Поскольку я, например, не соответствую ни одному из вышеназванных требований, то единственным утешением для меня может быть следующая схема, представленная другим святителем Григорием — Григорием Паламой. Схема эта следующая: всех желающих быть богословами святитель Григорий разделяет на три категории. Первая — это святые, то есть те, кто достиг полноты личного опыта богообщения, это богословы в подлинном смысле слова. Ко второй относятся те, кто не имеют такой полноты, но доверяют опыту святых. Такие люди также могут быть хорошими богословами, так сказать, богословами второго уровня. Наконец, к третьей святитель Григорий относит тех, кто и опыта не имеют, и опыту святых не доверяют. Они являются плохими богословами или, попросту говоря, не богословами вообще.
И хотя большинство из нас далеки от святости, ничто не мешает нам к святости стремиться и быть богословами во втором значении этого слова. Мы можем доверять святым и свидетельствовать о том, как они жили и как они говорили. Вот именно такое богословие, на втором уровне, возможно и в Богословском институте.
В чем же цель существования такого богословия в общепринятом смысле слова? Святые отцы, которых мы считаем своими учителями в богословии, часто начинали богословствовать не по доброй воле, а под влиянием внешних обстоятельств. Практически все святые отцы Православной Церкви — это аскеты, подвижники, которые ставили перед собой практические жизненные цели, в планы которых обычно не входило написание учебников и систематических научных трудов.

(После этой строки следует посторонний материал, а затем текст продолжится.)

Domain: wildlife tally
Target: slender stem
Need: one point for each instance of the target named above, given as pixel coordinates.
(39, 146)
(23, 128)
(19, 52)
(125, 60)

У святых отцов встречается мнение о том, что богословствовать, находясь на высотах духа, невозможно. Заниматься собственно богословием можно только тогда, когда человеку присуща средняя мера «в возбуждении духовном» (Св. Диадох) [3, 12].
Иеромонах, впоследствии архимандрит, Софроний Сахаров так передает нам слова прп. Силуана Афонского, своего учителя:
«Можно с уверенностью сказать, что никто из святых не стал бы искать словесного выражения своего духовного опыта и навсегда пребыл бы в молчании, если бы не стояла перед ним задача научить ближнего, если бы любовь не порождала надежды, что хоть кто-нибудь, хотя бы одна душа услышит слово и, восприняв покаяние, спасется» [10, 82].
Кроме задачи научить ближнего, есть и другая задача, которая в наши дни является даже более актуальной — не только научить другого, передать ему свой опыт, но и защитить опыт Церкви от различного рода искажений. Как мы видим, обе эти задачи, научение ближнего и защита опыта Церкви, являются практическими. Богословие существует не для того, чтобы приумножать богословское знание, а для решения вполне конкретных задач духовной жизни.
«В противоположность гносису, где познание само по себе является целью гностика, христианское богословие в конечном счете всегда только средство, только некая совокупность знаний, долженствующая служить той цели, что превосходит всякое знание. Эта конечная цель есть соединение с Богом или обожение, о котором говорят восточные отцы. Мы приходим, таким образом, к заключению, которое может показаться парадоксальным: христианская теория имеет значение в высшей степени практическое, и чем мистичнее эта теория, чем непосредственнее устремляется она к высшей своей цели — к единению с Богом, тем она и «практичнее» [9, 10].